Justice Thomas, joined by Alito and Gorsuch, would have dismissed the case as moot. Thomas and Gorsuch also made clear that on the merits, they agreed with some version of the “independent state legislature theory.” For them, governors can veto bills on federal elections because the governor’s signature or veto is part of the basic legislative process. In contrast, a lawsuit challenging such a bill is not part of the basic legislative process. Therefore, in their opinion, letting a state court decision have the final word violates the Election Clause.
Fortunately, this dangerous opinion did not carry the day.
What does the ruling mean for the future?
The repudiation of the “independent state legislature theory” is a great victory for the American people. At the same time, the majority opinion included a section that might leave room for trouble in the future.
The Court stated that state courts don’t have “free rein” when interpreting their state constitutions in cases involving federal elections.

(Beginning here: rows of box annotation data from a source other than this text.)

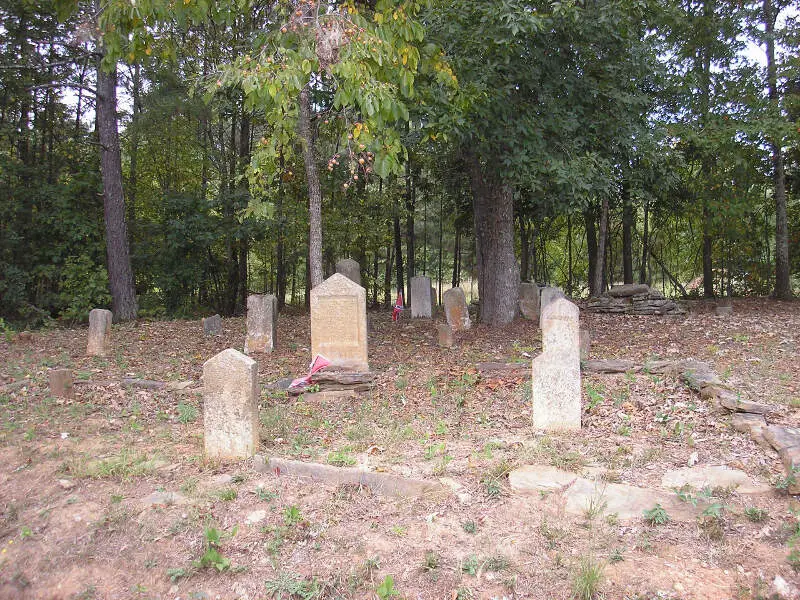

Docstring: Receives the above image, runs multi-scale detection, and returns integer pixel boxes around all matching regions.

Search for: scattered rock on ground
[509,465,704,521]
[661,465,772,494]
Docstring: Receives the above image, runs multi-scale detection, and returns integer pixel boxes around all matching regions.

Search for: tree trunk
[468,155,519,326]
[703,200,714,298]
[764,0,792,300]
[592,198,608,296]
[405,159,417,305]
[519,215,530,281]
[392,195,405,304]
[95,58,138,321]
[583,206,600,297]
[639,200,650,283]
[298,87,324,288]
[622,183,634,283]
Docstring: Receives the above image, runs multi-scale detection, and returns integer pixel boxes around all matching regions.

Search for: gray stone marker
[244,294,278,354]
[531,297,581,430]
[86,308,114,356]
[47,369,75,398]
[311,273,369,371]
[519,282,540,323]
[539,286,566,321]
[411,275,433,319]
[436,323,454,348]
[203,315,222,336]
[579,328,592,360]
[442,287,472,331]
[336,258,361,285]
[203,348,259,458]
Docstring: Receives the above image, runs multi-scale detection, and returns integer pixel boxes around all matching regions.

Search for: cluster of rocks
[586,283,686,315]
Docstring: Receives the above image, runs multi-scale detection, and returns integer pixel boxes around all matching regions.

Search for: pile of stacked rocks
[586,283,686,315]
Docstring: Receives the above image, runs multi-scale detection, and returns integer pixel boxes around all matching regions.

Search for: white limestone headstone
[411,275,433,319]
[311,273,369,371]
[531,297,581,431]
[203,348,259,459]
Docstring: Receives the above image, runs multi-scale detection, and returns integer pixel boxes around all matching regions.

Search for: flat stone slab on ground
[508,465,704,521]
[582,358,642,373]
[661,465,772,494]
[255,455,450,498]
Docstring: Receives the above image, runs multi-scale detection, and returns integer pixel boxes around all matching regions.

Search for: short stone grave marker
[203,348,259,459]
[442,287,472,331]
[411,275,433,319]
[86,308,114,356]
[244,294,278,354]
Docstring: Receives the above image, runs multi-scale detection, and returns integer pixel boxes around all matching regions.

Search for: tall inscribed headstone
[244,294,278,354]
[336,258,361,285]
[203,348,259,458]
[311,273,369,371]
[531,296,581,430]
[86,308,114,356]
[411,275,433,319]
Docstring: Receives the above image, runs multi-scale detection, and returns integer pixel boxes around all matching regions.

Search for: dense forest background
[0,0,800,326]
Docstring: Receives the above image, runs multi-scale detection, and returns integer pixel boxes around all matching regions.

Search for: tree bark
[95,58,138,321]
[764,0,792,300]
[622,183,634,283]
[592,198,608,296]
[298,87,324,288]
[639,200,650,283]
[392,195,406,304]
[583,206,600,297]
[405,159,417,305]
[703,200,714,298]
[467,154,519,326]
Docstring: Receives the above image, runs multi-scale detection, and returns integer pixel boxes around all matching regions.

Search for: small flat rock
[142,492,186,506]
[716,388,774,415]
[606,283,650,298]
[254,456,450,498]
[508,465,704,521]
[764,425,800,452]
[245,510,267,525]
[661,466,772,494]
[731,413,767,436]
[583,359,640,373]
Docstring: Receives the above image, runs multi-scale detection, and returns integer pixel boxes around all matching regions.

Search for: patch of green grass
[62,448,161,481]
[744,506,769,523]
[644,504,670,526]
[328,450,358,467]
[570,556,605,600]
[178,402,198,424]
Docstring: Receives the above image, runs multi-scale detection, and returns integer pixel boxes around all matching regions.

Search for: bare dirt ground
[0,299,800,600]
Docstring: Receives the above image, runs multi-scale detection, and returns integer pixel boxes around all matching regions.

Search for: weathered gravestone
[203,348,259,458]
[531,297,581,430]
[442,287,472,331]
[244,294,278,354]
[436,323,453,348]
[86,308,114,356]
[336,258,361,285]
[539,286,566,321]
[203,315,222,336]
[519,282,540,323]
[411,276,433,319]
[311,273,369,371]
[47,369,74,398]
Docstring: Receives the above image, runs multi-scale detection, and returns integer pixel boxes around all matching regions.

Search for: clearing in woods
[0,300,800,600]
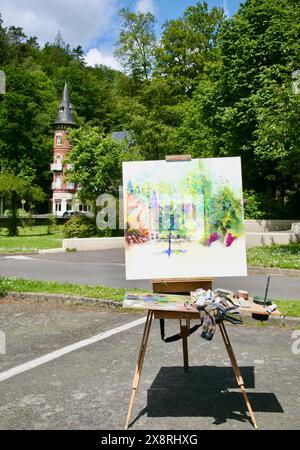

Federal judges must give significant deference to the state courts in this area. However:
state courts may not transgress the ordinary bounds of judicial review such that they arrogate to themselves the power vested in state legislatures to regulate federal elections.
In one sense, that’s not at all controversial: State constitutions still have to be consistent with the U.S. Constitution, including the Election Clause’s provision that state legislatures set the rules for federal elections in their states. At the same time, it is not hard to imagine far-right judges inaccurately claiming that a state court has “arrogated” the legislature’s role. How federal judges should make that call is a question left for a future case.
As Election Law Blog’s Richard Hasen wrote in Slate, “Chief Justice John Roberts drove a hard bargain.”
Moore v. Harper was a thorough repudiation of an effort to empower partisan power grabs by state legislatures. People retain their ability to challenge partisan gerrymandering of congressional districts based on their own state constitutions. State legislatures are not free to ignore state constitutional protections for the right to vote.
At the same time, this is still a dangerous right-wing Court. The majority has issued decisions that have greatly damaged our democracy, and it will likely continue to do so. While Moore v. Harper is a great victory, it also shows how low our expectations are with the current majority. Rejection of an extreme fringe theory that would imperil democracy should be a given, not a cause for a surprised sigh of relief.